Karl Ludwig Fernow (19 November 1763 – 4 December 1808) was a German art critic and archaeologist.

==Early life==
Fernow was born in Pomerania, the son of a servant in the household of the lord of Blumenhagen. At the age of twelve he became clerk to a notary, and was afterwards apprenticed to a druggist. While serving his time he had the misfortune accidentally to shoot a young man who came to visit him; and although through the intercession of his master he escaped prosecution, the untoward event weighed heavily on his mind, and led him at the close of his apprenticeship to quit his native place.

==Art career==
He obtained a situation at Lübeck, where he had leisure to cultivate his natural taste for drawing and poetry. Having formed an acquaintance with the painter Asmus Jacob Carstens, whose influence was an important stimulus and help to him, he renounced his trade of druggist, and set up as a portrait-painter and drawing-master. At Ludwigslust he fell in love with a young girl, and followed her to Weimar; but failing in his suit, he went next to Jena.

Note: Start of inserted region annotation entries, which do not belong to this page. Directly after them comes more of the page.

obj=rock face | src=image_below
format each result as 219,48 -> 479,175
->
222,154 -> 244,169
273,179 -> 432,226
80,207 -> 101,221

There he was introduced to Professor Reinhold, and in his house met the Danish poet Jens Immanuel Baggesen. The latter invited him to accompany him to Switzerland and Italy, a proposal which in 1794 he eagerly accepted for the sake of the opportunity of furthering his studies in the fine arts. On Baggesen's return to Denmark, Fernow, assisted by some of his friends, visited Rome and made some stay there. He now renewed his intercourse with Carstens, who had settled at Rome, and applied himself to the study of the history and theory of the fine arts and of the Italian language and literature. Fernow's critiques and opinions have been questioned and poorly received due to his lack of formal qualification. His personal attacks on artists are thought to reflect his own lack of artistic talent and insight. Fernow self-proclaimed to have made rapid progress, he was soon semi-qualified to give a course of lectures on archaeology, which was attended by the principal artists then at Rome. Having married a Roman lady, he returned in 1802 to Germany, and was appointed in the following year professor extraordinary of Italian literature at Jena.

==Librarian==
In 1804, he accepted the post of librarian to Amalia, Dowager Duchess of Weimar, which gave him the leisure he desired for the purpose of turning to account the literary and archaeological researches in which he had engaged at Rome. Fernow died in 1808 at Weimar, where he is buried in the Jacobsfriedhof.

==Works and biography==
His most valuable work, the Romische Studien, appeared in 3 volumes between 1806 and 1808. Among his other works are Das Leben des Kunstlers Carstens (1806), Ariostos Lebenslauf (1809), and Francesco Petrarca (1818).

A memoir of his life by Johanna Schopenhauer, mother of the philosopher, Arthur Schopenhauer, appeared in 1810, and a complete edition of his works in 1829.